At first glance, Judgement shouldn’t have anything to do with Norse cosmology. There is no almighty god in Asgard who declares that such-and-such is sinful or that so-and-so is a sinner. But Freya does pass a judgement on those who fall in battle, with the aid of the valkyries. She chooses which of the slain to bring to Asgard, whether for Valhalla or for Folkvang. How many sagas include a stranger (who never shows both eyes) giving a magic weapon to a warrior, only to take the weapon away in the heat of battle… so the valkyries can claim the hero?
But this card is from Christian cosmology: rather than judging someone’s combat abilities, this card is about judging whether someone is a sinner. Rather than a card of being asked to fight for all eternity in preparation for the battle against Fenris Wolf at Ragnarok, this is a card about being brought back from the dead to be judged on one’s worth to enter into the kingdom of the Christian heaven. If not, then the poor soul will be plunged into the Christian hell, which is not a place of feasting and raucous laughter.
No matter how you look at it, this is a card of ᛏ (Tiwaz), in its aspect as a Rune of justice. There is also an element of ᛊ (Sowilo) as a Rune of discernment. There is even the idea of being reunited with your ancestors, which brings a connection to ᛟ (Othala).
The Fool’s Journey
The true judgement of the einherjar will come at Ragnarok. The true test will be how they acquit themselves against the forces of the frost giants and the fire giants, Fenris and Jormungand, and all the enemies who will be released when Hel throws open her doors and the dread ship Naglfar sails.
It doesn’t matter that there will be no one to judge them. The einherjar are immortal, able to stand back up after being slain. They will live for eternity knowing exactly how they failed. There is no next life for them; their karma will live on into eternity with them.
One of the most prominent symbols of the Judgement card is the trumpet. The Christians will claim that the angel is Gabriel, who announced the coming of their Christ god and will announce his second coming, but we of course know the trumpet as the Gjallarhorn blown by Heimdal at the start of Ragnarok. It is the warning blast, like an auditory ᛊ (Sowilo), that announces to the gods that Naglfar has arrived, carrying the enemies of the gods.

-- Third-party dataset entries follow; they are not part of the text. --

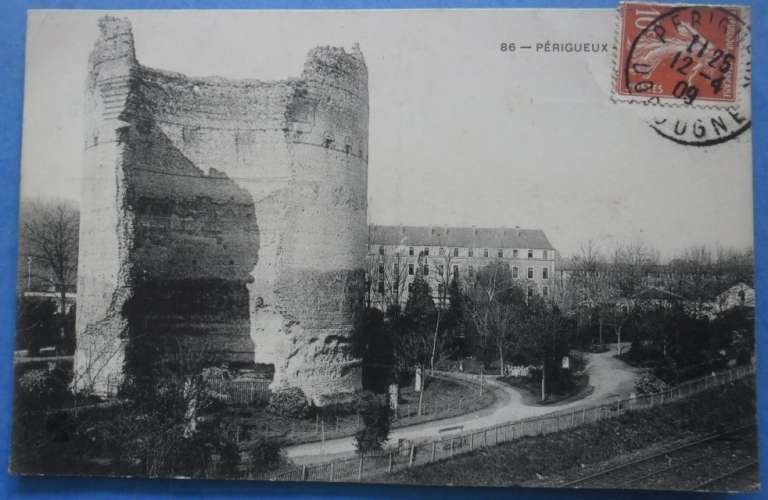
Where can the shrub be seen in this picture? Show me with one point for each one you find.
(263, 454)
(289, 402)
(376, 418)
(40, 388)
(650, 384)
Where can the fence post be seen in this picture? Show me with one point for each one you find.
(360, 468)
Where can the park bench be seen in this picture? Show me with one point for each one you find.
(448, 437)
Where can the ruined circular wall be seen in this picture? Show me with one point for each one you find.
(249, 194)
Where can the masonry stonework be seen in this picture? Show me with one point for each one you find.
(225, 215)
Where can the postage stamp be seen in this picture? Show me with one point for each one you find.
(682, 54)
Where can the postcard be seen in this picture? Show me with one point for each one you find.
(492, 247)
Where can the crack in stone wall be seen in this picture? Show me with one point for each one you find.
(229, 211)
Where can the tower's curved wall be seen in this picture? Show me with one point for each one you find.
(229, 215)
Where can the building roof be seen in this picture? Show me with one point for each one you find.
(470, 237)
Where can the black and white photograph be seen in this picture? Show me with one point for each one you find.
(497, 247)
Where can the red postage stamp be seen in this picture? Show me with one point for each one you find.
(680, 54)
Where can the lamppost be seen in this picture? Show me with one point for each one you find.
(29, 272)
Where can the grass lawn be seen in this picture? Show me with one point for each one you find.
(532, 460)
(443, 398)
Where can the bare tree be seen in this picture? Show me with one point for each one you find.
(629, 267)
(387, 279)
(50, 230)
(492, 309)
(591, 283)
(444, 275)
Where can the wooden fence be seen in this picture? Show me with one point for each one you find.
(393, 459)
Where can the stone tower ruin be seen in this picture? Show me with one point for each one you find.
(227, 216)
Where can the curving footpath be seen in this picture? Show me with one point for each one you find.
(609, 377)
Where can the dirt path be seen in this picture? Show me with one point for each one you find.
(608, 376)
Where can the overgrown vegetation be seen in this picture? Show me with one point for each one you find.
(553, 455)
(376, 419)
(166, 424)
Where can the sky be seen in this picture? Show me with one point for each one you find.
(460, 134)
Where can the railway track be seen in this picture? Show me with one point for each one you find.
(689, 466)
(740, 478)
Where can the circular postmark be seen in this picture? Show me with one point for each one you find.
(690, 65)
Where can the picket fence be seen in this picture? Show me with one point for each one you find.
(411, 454)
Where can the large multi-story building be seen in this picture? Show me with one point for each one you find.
(397, 254)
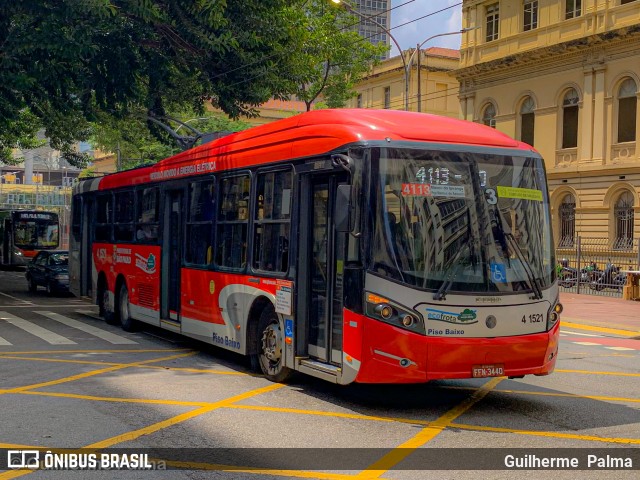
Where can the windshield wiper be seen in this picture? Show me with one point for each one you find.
(449, 274)
(511, 242)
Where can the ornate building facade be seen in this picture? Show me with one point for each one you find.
(564, 76)
(430, 86)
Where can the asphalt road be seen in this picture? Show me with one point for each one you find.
(68, 380)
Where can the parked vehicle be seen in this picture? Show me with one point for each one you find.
(49, 269)
(610, 277)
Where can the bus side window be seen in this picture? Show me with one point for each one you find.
(231, 234)
(272, 221)
(104, 217)
(200, 223)
(123, 216)
(147, 215)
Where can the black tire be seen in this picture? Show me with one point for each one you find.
(106, 311)
(127, 323)
(270, 347)
(33, 286)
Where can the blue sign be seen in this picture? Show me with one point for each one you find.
(288, 328)
(498, 273)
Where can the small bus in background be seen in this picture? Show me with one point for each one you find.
(371, 246)
(24, 233)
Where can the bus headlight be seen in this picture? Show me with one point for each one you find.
(382, 309)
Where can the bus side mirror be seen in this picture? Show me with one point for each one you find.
(342, 211)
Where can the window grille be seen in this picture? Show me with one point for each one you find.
(623, 214)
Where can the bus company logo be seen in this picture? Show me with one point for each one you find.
(147, 265)
(467, 316)
(23, 458)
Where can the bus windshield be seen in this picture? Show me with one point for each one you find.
(36, 233)
(462, 222)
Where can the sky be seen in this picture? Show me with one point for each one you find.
(411, 34)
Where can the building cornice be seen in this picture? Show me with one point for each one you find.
(553, 55)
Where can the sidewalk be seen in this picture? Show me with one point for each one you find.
(601, 312)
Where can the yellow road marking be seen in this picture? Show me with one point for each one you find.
(572, 395)
(149, 401)
(156, 367)
(592, 328)
(587, 372)
(591, 438)
(126, 437)
(132, 435)
(64, 352)
(428, 433)
(92, 373)
(283, 473)
(322, 413)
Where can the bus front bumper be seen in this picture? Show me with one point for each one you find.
(393, 355)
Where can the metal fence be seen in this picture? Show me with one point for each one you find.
(594, 265)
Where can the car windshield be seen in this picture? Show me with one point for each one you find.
(462, 221)
(36, 233)
(59, 259)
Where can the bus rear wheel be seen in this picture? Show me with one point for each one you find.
(128, 324)
(104, 304)
(271, 347)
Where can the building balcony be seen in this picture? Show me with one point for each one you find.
(624, 153)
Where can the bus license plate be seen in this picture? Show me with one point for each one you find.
(482, 371)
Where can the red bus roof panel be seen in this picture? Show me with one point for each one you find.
(313, 133)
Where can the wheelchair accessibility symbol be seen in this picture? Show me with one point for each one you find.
(288, 328)
(498, 273)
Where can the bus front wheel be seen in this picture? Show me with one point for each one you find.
(271, 347)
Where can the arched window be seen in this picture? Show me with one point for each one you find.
(570, 119)
(627, 108)
(567, 221)
(489, 116)
(527, 120)
(623, 214)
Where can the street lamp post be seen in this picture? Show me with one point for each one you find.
(386, 30)
(405, 64)
(408, 64)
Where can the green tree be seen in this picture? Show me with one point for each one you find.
(69, 63)
(334, 55)
(136, 145)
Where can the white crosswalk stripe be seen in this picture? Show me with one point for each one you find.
(34, 329)
(90, 329)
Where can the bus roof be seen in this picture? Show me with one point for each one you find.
(309, 134)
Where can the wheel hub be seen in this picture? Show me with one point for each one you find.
(272, 343)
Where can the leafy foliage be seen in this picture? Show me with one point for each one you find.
(136, 145)
(73, 62)
(69, 65)
(336, 56)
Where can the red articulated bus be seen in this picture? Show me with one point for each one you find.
(352, 245)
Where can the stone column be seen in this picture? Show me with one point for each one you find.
(28, 167)
(599, 120)
(585, 118)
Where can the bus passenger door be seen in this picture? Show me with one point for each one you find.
(87, 213)
(324, 269)
(171, 256)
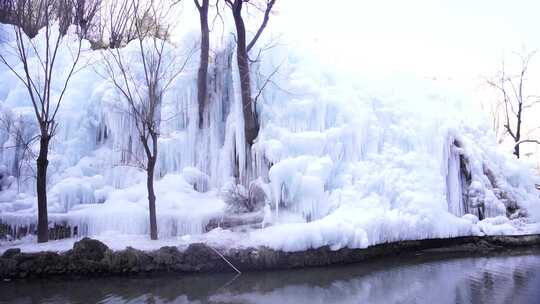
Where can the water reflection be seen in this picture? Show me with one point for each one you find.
(510, 279)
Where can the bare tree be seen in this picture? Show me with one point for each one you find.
(30, 15)
(21, 136)
(515, 102)
(251, 122)
(38, 80)
(120, 21)
(249, 109)
(144, 99)
(202, 76)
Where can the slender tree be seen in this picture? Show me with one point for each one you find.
(38, 80)
(515, 102)
(202, 76)
(251, 122)
(144, 97)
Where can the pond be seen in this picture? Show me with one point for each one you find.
(512, 278)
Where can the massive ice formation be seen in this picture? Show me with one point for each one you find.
(336, 162)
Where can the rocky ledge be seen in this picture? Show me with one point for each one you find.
(93, 258)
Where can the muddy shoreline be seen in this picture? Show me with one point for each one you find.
(91, 258)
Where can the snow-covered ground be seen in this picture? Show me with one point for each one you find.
(344, 159)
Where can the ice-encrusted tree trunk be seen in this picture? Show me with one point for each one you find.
(249, 109)
(144, 94)
(38, 79)
(515, 102)
(202, 75)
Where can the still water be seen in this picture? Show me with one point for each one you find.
(500, 279)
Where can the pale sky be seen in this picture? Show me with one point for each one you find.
(461, 40)
(455, 38)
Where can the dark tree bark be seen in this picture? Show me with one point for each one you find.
(150, 170)
(251, 122)
(45, 105)
(41, 188)
(202, 77)
(515, 102)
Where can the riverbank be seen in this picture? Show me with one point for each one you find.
(93, 258)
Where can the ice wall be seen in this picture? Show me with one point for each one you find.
(339, 160)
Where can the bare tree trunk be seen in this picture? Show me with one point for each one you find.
(251, 124)
(518, 130)
(151, 166)
(202, 77)
(41, 188)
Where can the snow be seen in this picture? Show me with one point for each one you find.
(344, 160)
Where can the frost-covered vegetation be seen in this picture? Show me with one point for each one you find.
(336, 162)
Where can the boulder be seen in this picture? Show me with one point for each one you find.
(89, 249)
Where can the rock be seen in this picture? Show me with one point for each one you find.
(89, 249)
(11, 252)
(200, 257)
(167, 256)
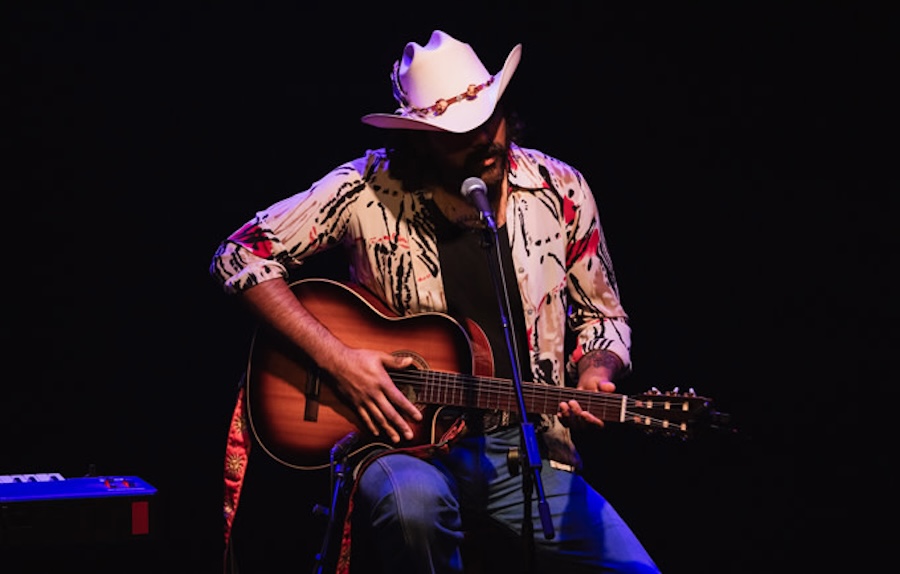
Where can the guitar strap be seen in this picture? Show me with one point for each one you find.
(420, 451)
(237, 451)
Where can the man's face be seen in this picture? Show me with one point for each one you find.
(481, 152)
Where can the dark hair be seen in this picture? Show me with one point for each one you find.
(411, 166)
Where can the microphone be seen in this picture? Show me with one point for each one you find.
(475, 190)
(342, 447)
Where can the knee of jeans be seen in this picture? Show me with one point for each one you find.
(415, 494)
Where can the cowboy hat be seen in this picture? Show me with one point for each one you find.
(443, 86)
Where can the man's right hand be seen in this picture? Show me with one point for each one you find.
(361, 376)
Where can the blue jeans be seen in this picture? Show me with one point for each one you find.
(410, 513)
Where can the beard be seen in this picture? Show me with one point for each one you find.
(488, 162)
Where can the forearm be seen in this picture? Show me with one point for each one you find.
(599, 366)
(275, 304)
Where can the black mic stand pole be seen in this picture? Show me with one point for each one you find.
(532, 461)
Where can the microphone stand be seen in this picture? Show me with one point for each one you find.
(532, 461)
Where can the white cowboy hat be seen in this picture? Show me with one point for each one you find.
(443, 86)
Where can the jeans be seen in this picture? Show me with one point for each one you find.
(410, 513)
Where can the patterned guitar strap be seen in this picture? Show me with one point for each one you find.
(420, 451)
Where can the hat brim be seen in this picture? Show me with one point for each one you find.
(458, 118)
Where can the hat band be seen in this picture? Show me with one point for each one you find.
(440, 106)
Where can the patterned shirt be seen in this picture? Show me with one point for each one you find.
(562, 265)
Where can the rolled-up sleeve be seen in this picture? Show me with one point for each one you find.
(284, 234)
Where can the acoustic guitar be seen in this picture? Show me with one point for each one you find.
(298, 418)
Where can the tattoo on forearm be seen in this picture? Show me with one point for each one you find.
(601, 358)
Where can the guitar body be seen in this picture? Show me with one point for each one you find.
(293, 409)
(298, 418)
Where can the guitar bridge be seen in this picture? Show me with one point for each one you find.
(313, 386)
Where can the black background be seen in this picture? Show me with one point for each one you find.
(738, 154)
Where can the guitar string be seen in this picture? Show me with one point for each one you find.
(492, 393)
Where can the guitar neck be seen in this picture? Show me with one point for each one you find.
(485, 393)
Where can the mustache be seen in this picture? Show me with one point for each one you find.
(484, 152)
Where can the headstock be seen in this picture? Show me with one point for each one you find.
(674, 412)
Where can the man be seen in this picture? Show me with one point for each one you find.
(417, 244)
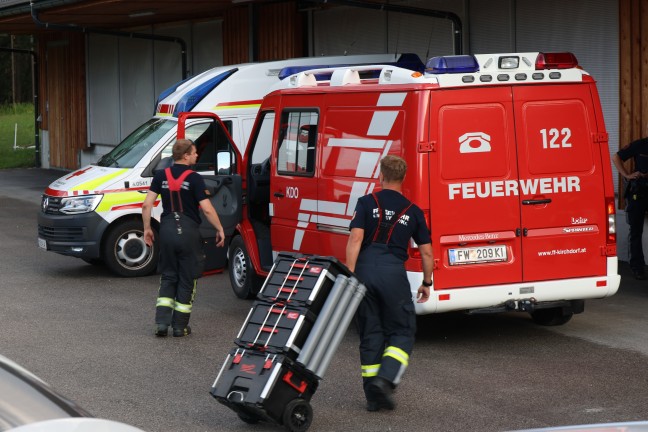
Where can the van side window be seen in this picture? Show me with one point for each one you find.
(297, 142)
(209, 140)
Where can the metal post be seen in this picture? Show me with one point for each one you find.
(358, 294)
(322, 320)
(331, 327)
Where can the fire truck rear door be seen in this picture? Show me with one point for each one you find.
(474, 209)
(561, 182)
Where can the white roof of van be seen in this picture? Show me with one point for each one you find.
(252, 81)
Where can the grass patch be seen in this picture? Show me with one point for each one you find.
(23, 155)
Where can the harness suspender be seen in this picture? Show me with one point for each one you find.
(175, 185)
(390, 225)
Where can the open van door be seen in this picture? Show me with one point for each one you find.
(218, 163)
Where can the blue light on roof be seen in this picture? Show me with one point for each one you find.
(452, 64)
(168, 91)
(190, 99)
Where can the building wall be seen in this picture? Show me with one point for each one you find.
(126, 75)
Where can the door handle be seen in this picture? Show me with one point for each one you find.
(534, 202)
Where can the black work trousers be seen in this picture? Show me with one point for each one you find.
(385, 319)
(181, 263)
(636, 214)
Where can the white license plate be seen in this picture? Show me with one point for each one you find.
(477, 255)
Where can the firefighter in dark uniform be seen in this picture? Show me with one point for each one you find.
(636, 196)
(181, 252)
(381, 229)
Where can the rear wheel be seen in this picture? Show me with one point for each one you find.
(551, 316)
(297, 416)
(125, 252)
(243, 278)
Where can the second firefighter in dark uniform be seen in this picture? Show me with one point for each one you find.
(181, 253)
(381, 229)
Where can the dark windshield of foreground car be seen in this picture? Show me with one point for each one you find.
(25, 399)
(130, 151)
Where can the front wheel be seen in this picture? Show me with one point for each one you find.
(243, 278)
(551, 316)
(125, 252)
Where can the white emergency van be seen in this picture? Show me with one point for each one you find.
(508, 158)
(94, 213)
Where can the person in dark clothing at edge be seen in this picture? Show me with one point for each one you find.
(636, 195)
(181, 252)
(381, 228)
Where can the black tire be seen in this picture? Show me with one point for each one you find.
(125, 252)
(249, 418)
(243, 278)
(297, 416)
(551, 316)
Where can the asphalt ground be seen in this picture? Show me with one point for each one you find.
(90, 335)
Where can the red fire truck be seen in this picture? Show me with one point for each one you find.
(508, 158)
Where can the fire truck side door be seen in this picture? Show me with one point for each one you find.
(293, 190)
(222, 160)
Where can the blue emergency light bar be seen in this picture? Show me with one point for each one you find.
(170, 90)
(405, 61)
(452, 64)
(190, 99)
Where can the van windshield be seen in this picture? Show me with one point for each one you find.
(131, 150)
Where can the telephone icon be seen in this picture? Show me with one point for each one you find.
(474, 142)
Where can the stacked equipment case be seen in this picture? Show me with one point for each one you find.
(288, 340)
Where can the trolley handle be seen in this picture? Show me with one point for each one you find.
(302, 386)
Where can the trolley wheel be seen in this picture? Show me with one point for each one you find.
(297, 415)
(249, 418)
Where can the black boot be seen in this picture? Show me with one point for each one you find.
(181, 332)
(381, 391)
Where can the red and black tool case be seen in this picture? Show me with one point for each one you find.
(288, 340)
(276, 328)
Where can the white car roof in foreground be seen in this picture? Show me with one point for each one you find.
(77, 424)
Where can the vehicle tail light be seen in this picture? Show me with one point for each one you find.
(564, 60)
(413, 250)
(611, 227)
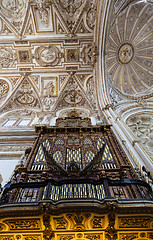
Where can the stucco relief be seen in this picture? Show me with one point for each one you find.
(7, 57)
(15, 11)
(47, 56)
(4, 88)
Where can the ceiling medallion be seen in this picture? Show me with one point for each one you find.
(125, 53)
(70, 5)
(13, 5)
(73, 97)
(4, 87)
(47, 56)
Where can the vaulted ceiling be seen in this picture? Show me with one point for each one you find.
(94, 57)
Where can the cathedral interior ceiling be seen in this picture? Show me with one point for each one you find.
(49, 52)
(47, 55)
(129, 49)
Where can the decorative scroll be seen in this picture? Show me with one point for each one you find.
(19, 224)
(111, 232)
(97, 222)
(48, 233)
(139, 222)
(60, 223)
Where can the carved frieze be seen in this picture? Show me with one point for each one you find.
(22, 224)
(14, 12)
(128, 236)
(7, 237)
(4, 88)
(24, 56)
(60, 223)
(139, 222)
(97, 222)
(47, 56)
(7, 57)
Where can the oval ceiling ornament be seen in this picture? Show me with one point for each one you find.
(125, 53)
(129, 59)
(73, 97)
(4, 88)
(47, 56)
(14, 6)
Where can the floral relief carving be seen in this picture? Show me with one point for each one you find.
(13, 5)
(4, 88)
(48, 233)
(60, 222)
(92, 236)
(111, 232)
(42, 11)
(70, 5)
(31, 238)
(15, 11)
(128, 236)
(25, 95)
(91, 91)
(73, 97)
(48, 56)
(135, 222)
(6, 237)
(47, 102)
(7, 57)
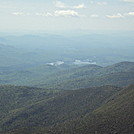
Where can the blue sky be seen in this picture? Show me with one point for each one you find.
(66, 15)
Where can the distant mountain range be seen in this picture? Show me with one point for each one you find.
(68, 77)
(102, 110)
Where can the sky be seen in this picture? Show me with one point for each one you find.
(49, 15)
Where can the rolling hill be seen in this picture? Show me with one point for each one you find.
(114, 115)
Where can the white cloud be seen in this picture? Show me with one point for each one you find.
(80, 6)
(65, 13)
(94, 16)
(130, 14)
(119, 15)
(132, 1)
(44, 14)
(99, 3)
(18, 13)
(60, 4)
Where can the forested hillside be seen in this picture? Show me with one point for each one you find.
(69, 77)
(99, 110)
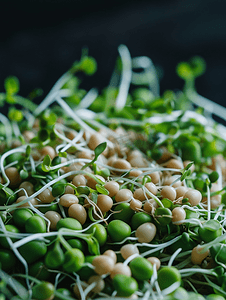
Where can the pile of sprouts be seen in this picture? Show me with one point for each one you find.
(118, 194)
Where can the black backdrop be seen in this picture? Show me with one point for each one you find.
(40, 39)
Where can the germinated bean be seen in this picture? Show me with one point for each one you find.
(168, 192)
(146, 232)
(123, 195)
(99, 283)
(112, 187)
(68, 199)
(128, 250)
(154, 261)
(46, 196)
(120, 268)
(194, 196)
(104, 202)
(53, 217)
(103, 264)
(78, 212)
(178, 215)
(79, 180)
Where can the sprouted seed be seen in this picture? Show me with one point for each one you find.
(113, 194)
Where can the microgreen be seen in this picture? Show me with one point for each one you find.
(133, 118)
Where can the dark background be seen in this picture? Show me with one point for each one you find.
(41, 39)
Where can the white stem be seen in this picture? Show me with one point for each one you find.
(126, 77)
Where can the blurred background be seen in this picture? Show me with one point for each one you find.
(40, 39)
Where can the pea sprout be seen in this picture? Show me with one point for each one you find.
(123, 159)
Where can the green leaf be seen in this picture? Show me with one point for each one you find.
(184, 71)
(58, 189)
(100, 149)
(62, 154)
(188, 165)
(28, 151)
(12, 85)
(46, 163)
(15, 114)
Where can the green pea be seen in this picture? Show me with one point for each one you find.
(139, 219)
(13, 157)
(191, 214)
(11, 228)
(124, 285)
(62, 292)
(168, 276)
(54, 257)
(163, 215)
(7, 196)
(58, 189)
(69, 223)
(125, 212)
(215, 297)
(118, 230)
(180, 293)
(210, 230)
(33, 251)
(76, 243)
(193, 295)
(35, 224)
(7, 259)
(21, 215)
(100, 233)
(141, 268)
(38, 270)
(43, 291)
(191, 150)
(74, 260)
(86, 272)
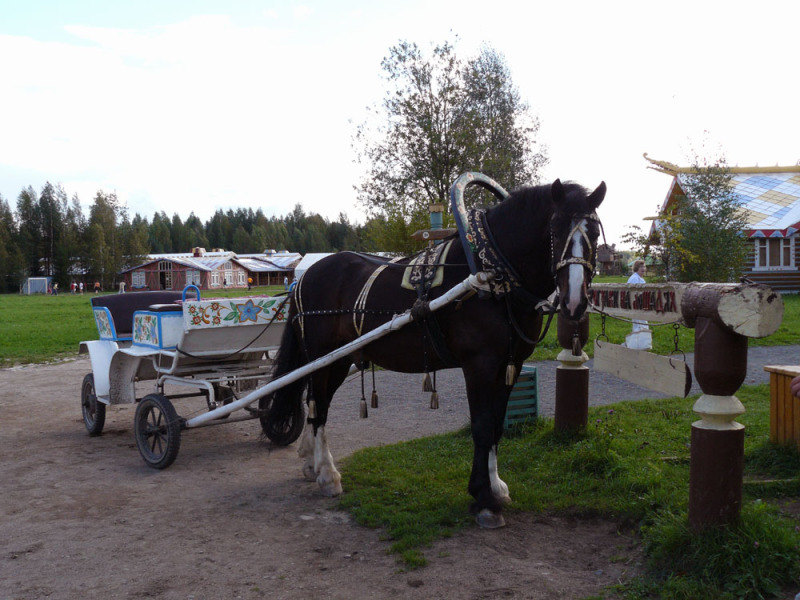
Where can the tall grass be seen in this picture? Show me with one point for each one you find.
(631, 465)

In The Gilded Tarot (Right), the trumpet appears to be on fire, reminding us of the flaming sword which will slay Ingvi Frey. The Aquarian Tarot (Left) shows the curls I have always imagined on the Gjallarhorn, along with a reasonable interpretation of what Heimdal must look like.
The Everyday Tarot (Center) shows a woman climbing out of her coffin and pleading with the valkyrie to take her as well. The valkyries don’t take everyone to Valhalla, not even everyone who dies in battle, and for some reason this woman wasn’t chosen. Perhaps she died in her bed. Perhaps there were too many brave warriors on the battlefield and she was overlooked.
The Judgement card is a card of the dead rising, but these are not the einherjar rising. These are all those who have been in Hel when the goddess of the same name throws the gates open at the start of Ragnarok. The most important of those who are in Hel and will return after Ragnarok is Baldur. In the absence of the mightiest gods, all of whom will fall at Ragnarok, Baldur will return to Asgard and reign as king of the gods.